Gilani received his early schooling in Muzaffargarh and Multan, and graduated with a Bachelor of Arts from Emerson College, Multan, in 1941.

In 1948, he married a daughter of Makhdoom Syed Ghulam Meeran Shah Gilani of Rahim Yar Khan. His sons included Yusuf Raza Gilani, later Prime Minister of Pakistan, and the Punjab Assembly member Ahmed Mujtaba Gilani.

==Political career==
===Pakistan Movement===
Gilani joined the All-India Muslim League as a student. He has been identified as one of the signatories of the Pakistan Resolution adopted at Minto Park, Lahore, on 23 March 1940.

The family's residence on Sooraj Kund Road in Multan was reportedly used for Muslim League gatherings, and the memoir by his son records that a League convention was held there during the 1951 Punjab provincial elections in the presence of the then Prime Minister and League president Liaquat Ali Khan.

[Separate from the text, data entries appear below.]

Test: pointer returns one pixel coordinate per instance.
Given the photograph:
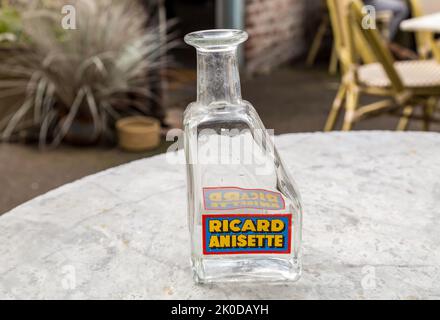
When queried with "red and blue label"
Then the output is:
(247, 234)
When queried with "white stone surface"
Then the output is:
(371, 227)
(430, 23)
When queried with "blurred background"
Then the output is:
(88, 85)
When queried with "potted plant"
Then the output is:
(75, 84)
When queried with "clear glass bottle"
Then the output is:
(244, 212)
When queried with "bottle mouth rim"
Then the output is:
(216, 39)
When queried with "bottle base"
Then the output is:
(250, 269)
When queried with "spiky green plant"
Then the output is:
(96, 72)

===Provincial and federal office===
Gilani was elected to the Punjab Legislative Assembly in the 1951 provincial elections and served until 1955. In 1953 he was inducted into the provincial cabinet of Feroz Khan Noon with responsibility for health and local government, a portfolio that was subsequently expanded to include public health, buildings and roads.

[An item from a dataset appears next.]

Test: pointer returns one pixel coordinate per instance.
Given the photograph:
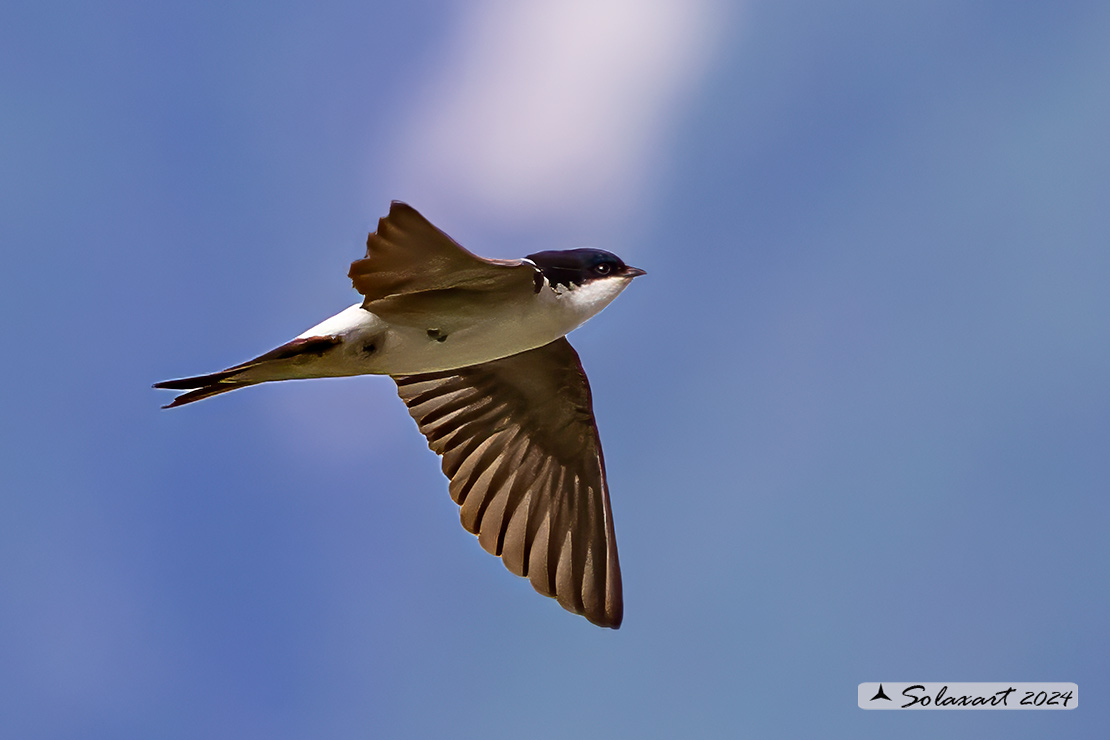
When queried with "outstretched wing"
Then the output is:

During his tenure as health minister, a number of public-sector health institutions were established or expanded in the Multan region and elsewhere in West Punjab, including Nishtar Hospital and Medical College in Multan, which opened in this period. His son's memoir additionally credits him with the establishment of district-headquarter hospitals in Multan, Mianwali, Muzaffargarh and Dera Ghazi Khan and with the expansion of Mayo Hospital, Lahore and the Samli Sanatorium near Murree, and records that an LSMF (Licentiate of the State Medical Faculty) medical school was established at Victoria Hospital, Bahawalpur, during the same period. Fazal Ilahi Chaudhry, later President of Pakistan, is reported to have served as his parliamentary secretary in 1953.

Gilani subsequently served in the second Constituent Assembly of Pakistan from 1955 to 1958 and was among the members present at the signing of the Constitution of 1956. He continued to hold the provincial health portfolio in Punjab until 1958, in which year he was briefly appointed federal Minister of State for Power and Works before the change of government later that year.

===Disqualification and later years===
Following the 1958 military coup led by Ayub Khan, Gilani was among the politicians disqualified from elective office under the Elective Bodies Disqualification Order (EBDO). He withdrew from active politics and, according to his son's account, devoted subsequent years to educational and religious affairs in Multan through the Anjuman-e-Islamia, which oversaw the operation of several local educational institutions.

Gilani served as Sajjada Nashin of the shrine of Musa Pak Shaheed in Multan. He died in Multan on 9 August 1978 and was buried within the precincts of the shrine.